Confronted by a public health emergency the Morrison government followed expert advice. Faced with the vastly bigger threat from climate change, now starkly obvious in Australia, it has reverted to type, rejecting expertise and talking about other things. 

Refusing to deal with this reality, identified decades ago by science, has been the hallmark of conservative governments going back to John Howard, but has become especially egregious since Tony Abbott came to power in 2013. Nearly eight years and two prime ministers later, it is utterly unforgiveable.

The flooding, like the fires and the drought preceding it, seems to have come as a surprise to both federal and state governments. It would not have been had they kept an eye on what science is focused on: rising carbon emissions and a warming, more energetic atmosphere. 

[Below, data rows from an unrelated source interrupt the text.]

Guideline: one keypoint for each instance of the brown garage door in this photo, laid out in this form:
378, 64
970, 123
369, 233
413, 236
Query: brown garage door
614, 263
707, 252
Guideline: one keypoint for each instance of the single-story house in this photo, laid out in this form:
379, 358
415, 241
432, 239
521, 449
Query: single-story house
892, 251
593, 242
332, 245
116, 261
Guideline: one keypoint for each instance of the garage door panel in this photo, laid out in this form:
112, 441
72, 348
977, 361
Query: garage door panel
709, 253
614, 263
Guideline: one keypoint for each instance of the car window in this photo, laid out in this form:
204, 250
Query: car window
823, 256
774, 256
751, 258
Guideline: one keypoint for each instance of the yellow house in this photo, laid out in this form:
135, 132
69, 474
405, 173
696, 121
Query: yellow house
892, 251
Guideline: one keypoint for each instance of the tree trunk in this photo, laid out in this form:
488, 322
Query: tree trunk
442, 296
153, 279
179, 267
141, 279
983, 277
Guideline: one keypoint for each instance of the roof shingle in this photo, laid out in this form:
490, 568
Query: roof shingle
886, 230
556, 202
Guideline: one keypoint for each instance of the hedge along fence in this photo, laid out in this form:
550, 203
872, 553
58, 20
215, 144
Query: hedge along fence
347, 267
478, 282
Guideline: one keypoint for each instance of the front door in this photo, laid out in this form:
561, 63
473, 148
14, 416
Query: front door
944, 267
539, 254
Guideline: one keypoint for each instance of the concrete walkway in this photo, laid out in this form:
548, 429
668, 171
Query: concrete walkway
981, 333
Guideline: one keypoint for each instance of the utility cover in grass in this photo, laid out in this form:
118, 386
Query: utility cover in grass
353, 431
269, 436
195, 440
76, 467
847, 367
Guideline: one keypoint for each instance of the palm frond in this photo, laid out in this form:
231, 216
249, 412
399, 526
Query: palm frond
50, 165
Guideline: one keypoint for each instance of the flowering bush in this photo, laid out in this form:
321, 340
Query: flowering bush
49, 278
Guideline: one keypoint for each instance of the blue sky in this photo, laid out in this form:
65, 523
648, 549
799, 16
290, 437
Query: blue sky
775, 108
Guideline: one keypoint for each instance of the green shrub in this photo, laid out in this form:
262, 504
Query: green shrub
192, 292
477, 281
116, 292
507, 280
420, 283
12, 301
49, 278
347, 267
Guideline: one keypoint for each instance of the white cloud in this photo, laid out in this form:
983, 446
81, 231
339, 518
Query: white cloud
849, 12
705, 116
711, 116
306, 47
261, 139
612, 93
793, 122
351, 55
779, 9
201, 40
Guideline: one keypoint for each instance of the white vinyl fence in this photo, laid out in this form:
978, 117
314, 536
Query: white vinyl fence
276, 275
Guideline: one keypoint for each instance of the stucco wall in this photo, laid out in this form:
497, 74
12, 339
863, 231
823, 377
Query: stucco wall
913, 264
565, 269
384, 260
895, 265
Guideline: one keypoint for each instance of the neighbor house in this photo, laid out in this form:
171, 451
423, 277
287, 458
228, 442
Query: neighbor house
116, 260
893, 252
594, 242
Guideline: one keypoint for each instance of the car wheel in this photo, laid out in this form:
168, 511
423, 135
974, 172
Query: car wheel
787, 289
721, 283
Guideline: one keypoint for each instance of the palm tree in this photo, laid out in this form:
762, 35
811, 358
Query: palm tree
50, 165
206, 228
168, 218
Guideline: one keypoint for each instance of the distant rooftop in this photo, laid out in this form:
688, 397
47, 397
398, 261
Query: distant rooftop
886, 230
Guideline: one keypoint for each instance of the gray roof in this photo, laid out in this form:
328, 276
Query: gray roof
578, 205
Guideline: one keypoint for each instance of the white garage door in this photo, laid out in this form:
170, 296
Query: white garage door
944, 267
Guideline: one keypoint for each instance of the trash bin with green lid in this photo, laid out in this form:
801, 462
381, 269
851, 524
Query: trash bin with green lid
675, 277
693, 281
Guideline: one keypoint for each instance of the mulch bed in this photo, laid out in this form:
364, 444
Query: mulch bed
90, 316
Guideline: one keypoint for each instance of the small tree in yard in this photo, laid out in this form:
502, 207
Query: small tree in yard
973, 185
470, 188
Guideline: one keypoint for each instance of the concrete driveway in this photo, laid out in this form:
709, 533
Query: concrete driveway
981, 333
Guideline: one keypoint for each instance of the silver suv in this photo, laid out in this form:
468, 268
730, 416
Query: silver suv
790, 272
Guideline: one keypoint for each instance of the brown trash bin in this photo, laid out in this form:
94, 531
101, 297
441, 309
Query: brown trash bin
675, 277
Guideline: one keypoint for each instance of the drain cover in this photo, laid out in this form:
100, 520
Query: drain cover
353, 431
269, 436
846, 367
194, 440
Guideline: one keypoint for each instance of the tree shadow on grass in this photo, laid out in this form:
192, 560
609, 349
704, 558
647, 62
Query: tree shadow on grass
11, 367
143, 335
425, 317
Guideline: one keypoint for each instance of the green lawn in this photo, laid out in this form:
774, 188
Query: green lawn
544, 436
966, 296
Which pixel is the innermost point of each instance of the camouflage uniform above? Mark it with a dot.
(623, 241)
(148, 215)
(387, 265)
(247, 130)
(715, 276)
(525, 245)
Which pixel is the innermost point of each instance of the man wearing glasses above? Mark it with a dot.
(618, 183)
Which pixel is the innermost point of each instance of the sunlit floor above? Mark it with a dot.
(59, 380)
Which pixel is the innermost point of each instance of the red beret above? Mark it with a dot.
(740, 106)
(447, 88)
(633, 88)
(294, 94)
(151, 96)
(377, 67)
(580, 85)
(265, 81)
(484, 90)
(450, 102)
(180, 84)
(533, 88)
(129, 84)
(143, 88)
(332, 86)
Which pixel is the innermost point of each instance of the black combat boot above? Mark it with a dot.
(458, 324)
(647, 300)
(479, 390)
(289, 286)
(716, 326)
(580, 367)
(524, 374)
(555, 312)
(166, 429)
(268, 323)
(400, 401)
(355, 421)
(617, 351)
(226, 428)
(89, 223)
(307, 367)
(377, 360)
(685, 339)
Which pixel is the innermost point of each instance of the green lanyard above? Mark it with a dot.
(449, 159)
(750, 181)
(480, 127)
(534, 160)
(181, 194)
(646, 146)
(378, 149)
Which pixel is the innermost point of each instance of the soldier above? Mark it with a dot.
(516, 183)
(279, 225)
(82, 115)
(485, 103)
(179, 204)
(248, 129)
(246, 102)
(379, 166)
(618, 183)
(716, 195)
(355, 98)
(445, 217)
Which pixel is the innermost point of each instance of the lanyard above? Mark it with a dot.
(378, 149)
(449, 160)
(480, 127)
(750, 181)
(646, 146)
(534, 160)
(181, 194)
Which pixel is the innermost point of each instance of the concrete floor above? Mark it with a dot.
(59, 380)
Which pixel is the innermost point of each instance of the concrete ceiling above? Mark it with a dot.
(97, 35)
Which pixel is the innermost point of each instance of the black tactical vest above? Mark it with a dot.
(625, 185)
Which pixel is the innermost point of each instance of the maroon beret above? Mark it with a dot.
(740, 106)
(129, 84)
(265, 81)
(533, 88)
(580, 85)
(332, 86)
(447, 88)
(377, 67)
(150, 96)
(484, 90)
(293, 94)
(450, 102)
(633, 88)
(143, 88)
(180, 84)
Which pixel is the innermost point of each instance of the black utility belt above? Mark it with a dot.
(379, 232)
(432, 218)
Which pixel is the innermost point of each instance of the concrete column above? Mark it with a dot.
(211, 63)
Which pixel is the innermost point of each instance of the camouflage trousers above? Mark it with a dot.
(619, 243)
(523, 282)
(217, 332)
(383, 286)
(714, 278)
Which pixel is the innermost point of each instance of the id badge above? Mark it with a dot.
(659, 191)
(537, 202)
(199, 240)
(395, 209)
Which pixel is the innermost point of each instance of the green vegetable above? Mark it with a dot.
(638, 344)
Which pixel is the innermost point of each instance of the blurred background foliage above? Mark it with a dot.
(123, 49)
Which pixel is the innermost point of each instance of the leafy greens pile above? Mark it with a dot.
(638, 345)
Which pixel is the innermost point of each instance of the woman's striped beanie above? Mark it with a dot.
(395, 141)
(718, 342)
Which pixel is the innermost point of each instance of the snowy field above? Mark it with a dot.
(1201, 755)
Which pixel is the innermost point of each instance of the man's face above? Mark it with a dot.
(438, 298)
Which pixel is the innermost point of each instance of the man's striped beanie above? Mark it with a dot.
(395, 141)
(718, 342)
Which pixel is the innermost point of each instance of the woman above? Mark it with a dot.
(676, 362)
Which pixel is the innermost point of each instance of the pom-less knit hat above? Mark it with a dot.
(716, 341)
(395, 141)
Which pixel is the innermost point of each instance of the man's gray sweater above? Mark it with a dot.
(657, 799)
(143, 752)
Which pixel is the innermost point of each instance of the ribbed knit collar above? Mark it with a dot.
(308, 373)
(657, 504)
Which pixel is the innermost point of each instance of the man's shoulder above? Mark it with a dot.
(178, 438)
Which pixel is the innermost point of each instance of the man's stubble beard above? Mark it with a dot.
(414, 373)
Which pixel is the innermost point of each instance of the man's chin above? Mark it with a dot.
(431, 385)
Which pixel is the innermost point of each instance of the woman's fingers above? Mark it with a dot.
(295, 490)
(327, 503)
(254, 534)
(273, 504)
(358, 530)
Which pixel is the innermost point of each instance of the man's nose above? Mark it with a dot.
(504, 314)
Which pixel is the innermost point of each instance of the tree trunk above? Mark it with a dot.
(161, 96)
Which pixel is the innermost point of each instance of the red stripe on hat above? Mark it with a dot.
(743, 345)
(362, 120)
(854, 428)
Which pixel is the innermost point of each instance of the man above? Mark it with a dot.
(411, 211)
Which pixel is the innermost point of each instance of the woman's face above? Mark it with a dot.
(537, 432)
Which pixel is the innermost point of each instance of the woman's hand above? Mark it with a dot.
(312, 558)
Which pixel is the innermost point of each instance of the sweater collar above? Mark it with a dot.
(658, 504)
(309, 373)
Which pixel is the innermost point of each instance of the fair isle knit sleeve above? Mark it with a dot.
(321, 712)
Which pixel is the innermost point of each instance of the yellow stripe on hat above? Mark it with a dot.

Like the drought and fires, politicians and others have called last week’s rain a “one-in-100-year event”. It’s not, and neither were those earlier disasters. Such terms had a value once, many years ago, when climates moved within more or less predictable limits.

But no more. The unstable climate that science has long warned about has arrived. With no predictable limits, we can expect extreme weather events – extreme dry, extreme wet, severe rainfall, coastal storms, fire storms – to happen more often and to get worse. 

I’m as sick of repeating this sort of stuff as I’m sure you are of reading about it. I fear being seen as the boy crying wolf, when in fact the wolf has been on the threshold for decades and is now in the front hallway. And I’m getting too old for extreme weather, even when others are bearing the brunt of it.

Hope springs eternal. I had hoped premier Peter Gutwein’s State of the State address this month would show a rising awareness of climate-related issues. His much-needed waste levy and a rapid phase-out of single-use plastics are good initiatives we should support.

But his announced carbon-neutral tourism goal is a con-job. As long as tourism relies on fossil-fuelled air travel it will never be anything but a net emitter. 

The Premier’s Economic and Social Recovery Advisory Council, or PESRAC, consulted widely across the state, conducting a dozen public workshops, consulting 56 organisations and considering 178 written submissions – an impressive 12-month effort.

Its report shows that these top-level officials understand that rebuilding the economy must account fully for community engagement, the importance of place and, underpinning everything, a healthy and sustainable natural environment. This is heartening.

But the report does not make clear that environmental imperatives must be integrated into all official decisions, without exception. Until that happens we will continue along the same old path of planning and administrative errors exacerbating the impact of climate change.

Elections derail agendas, and the premier has ended a succession of four-year terms by going to the polls after just three years. Such partisan gamesmanship always comes at a price.

Early elections, like economic numbers, are not real but artefacts of politics and government. Leaders seem incapable of focusing on what’s real, on people’s lived experience – things like inequity and insecurity – and on the global experience of a heating, destabilised climate.